The progression of recreational drinking to alcohol use disorder is characterized by loss of control over seeking, which involves continued use of alcohol despite a variety of negative consequences. However, due to a paucity of translational models for this aspect of alcohol use disorder, little is known about the circuitry underlying maladaptive alcohol seeking, which precludes the discovery of therapeutic targets. The present study proposes a novel maladaptive alcohol self-administration task (MAST), which will be used to assess the role that two distinct neural circuits might play in inhibitory control. Preliminary findings from our lab demonstrate that chemogenetic inhibition of projections from the basolateral amygdala to the nucleus accumbens core (BLA-NAcC) or from the ventral subiculum of the hippocampus to the nucleus accumbens shell (vSub-NAcSh) produces a uniform reduction in appetitive seeking for alcohol with minimal effects on consumption. Both our lab and others have additionally shown that chronic intermittent ethanol (CIE) not only produces heightened excitability in the BLA and vSub, but also a behavioral phenotype characterized by escalation of seeking and intake. Though alcohol seeking is a common and important metric of animal models, there have been few efforts to parse this construct into more specific facets of motivated behavior. Increased seeking might result from disinhibition, in which the distinction between appropriate and inappropriate behavior is known but overridden, or discrimination failure, in which the distinction between when it is appropriate or inappropriate to drink becomes unclear. Therefore, the proposed studies will employ a multidisciplinary experimental strategy to test the hypothesis that CIE exposure produces a loss of control over alcohol seeking and that hyperexcitation of the BLA-NAcC contributes to a behavioral disinhibition phenotype, while hyperexcitation of the vSub-NAcSh results in discrimination failure.

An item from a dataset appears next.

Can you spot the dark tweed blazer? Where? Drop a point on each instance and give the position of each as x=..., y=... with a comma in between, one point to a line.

Aim 1 will employ a chemogenetic technique to selectively activate either the BLA-NAcC or vSub-NAcSh during the MAST.
In Aim 2, we will use CIE as a model of alcohol dependence. Behavioral changes will be assessed using the MAST and alterations in neural activity in the target accumbens-projecting BLA and vSub populations will be measured by in vivo fiber photometry. These studies may identify a novel behavioral mechanism through which these circuits exert control over alcohol drinking-related behaviors, with the potential to provide further evidence that targeting these circuits may have therapeutic value in treating a key behavioral symptom of alcohol use disorder.
Behavioral disinhibition is a hallmark of alcohol use disorder (AUD), such that six of the eleven diagnostic criteria pertain to loss of control over use despite negative consequences. However, due to a paucity of translational models for inhibitory control over alcohol, little is known about the circuitry underlying this critical element of AUD. The present study proposes a novel maladaptive alcohol self-administration task (MAST), which will be used to assess the effect of withdrawal from chronic alcohol on two distinct neural circuits that may regulate inhibitory control.